Matching Fresh Poplar to a Stripped Old Poplar Door
Here's a discussion about what stripping solution does to Poplar, and about matching that appearance in fresh new wood.July 16, 2012
My client has some old French doors that were painted, dip stripped, and returned to the job site. They are over 100 years old and made in solid popular and now have a uniform patina to them almost faded to a brown. I had to do some repair work to them with new popular which has green color in it. How can I get the new popular to look like the old popular color? When I sanded in the repair flush the old color turned to match the new green so I assume the stripper chemical is what will change it back.
From contributor R:
Just a hunch but it might be a lye. Itís commonly used in dip tanks.

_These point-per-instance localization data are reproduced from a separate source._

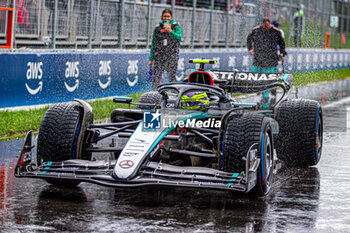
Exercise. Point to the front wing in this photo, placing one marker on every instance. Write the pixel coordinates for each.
(151, 173)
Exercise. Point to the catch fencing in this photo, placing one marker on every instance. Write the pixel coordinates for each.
(120, 24)
(51, 77)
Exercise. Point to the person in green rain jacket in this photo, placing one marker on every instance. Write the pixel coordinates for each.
(165, 46)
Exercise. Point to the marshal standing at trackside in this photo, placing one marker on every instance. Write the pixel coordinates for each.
(165, 48)
(262, 43)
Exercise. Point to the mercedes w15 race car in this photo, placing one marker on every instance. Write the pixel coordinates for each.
(191, 134)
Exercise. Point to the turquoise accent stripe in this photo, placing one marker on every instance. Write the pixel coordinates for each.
(318, 110)
(262, 156)
(161, 136)
(190, 116)
(122, 97)
(234, 175)
(245, 104)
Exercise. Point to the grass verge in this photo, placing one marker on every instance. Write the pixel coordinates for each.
(16, 123)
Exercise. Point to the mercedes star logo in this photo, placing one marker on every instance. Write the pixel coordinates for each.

From the original questioner:
Where can I find it and can you suggest a mix I can start testing samples with?
From contributor C:
Usually an oxalic acid wash is used after hot tank stripping to eliminate discolorations caused by the stripper. It could be that they didn't do that. Also, old poplar will naturally darken over time.
From contributor T:
Try Sodium Hydroxide in a 10% solution of water. Straight (Lye) can burn the wood so start with a milder solution. Oxalic Acid with neutralize the solution. Be careful when working with caustic solutions as they can cause burns to the skin. I have the scars to prove it.
From contributor H:
This is one of the main reasons that there are not a lot of hot tanks any more (that and the power bill to keep a hot tank fired up 24/7). Chances are that they did neutralize the lye solution. I would sand the wood down with 120 then oxalic everything. Oxalic will not work if it cannot get into the cellular fibers of the wood. That includes leftover paint, or even hand oils. Use oxalic and water and stick them out in the sun to dry, then rinse down with clean water. The off coloration in your new wood can be reduced with a wash of George Franks "Witches Brew" (vinegar and iron filings). I have had a bottle of the stuff brewing for the past 25 years. Strain and dilute with water and use it like you would a stain. Mix a lighter color than you think then hit it with a heat gun or a touch and it will dry and bloom the iron to the right color.
From contributor I:
How much time do you have? The green goes away pretty quickly with direct sun exposure. If you take them outside after the repair for a week of direct sun, they might be pretty close.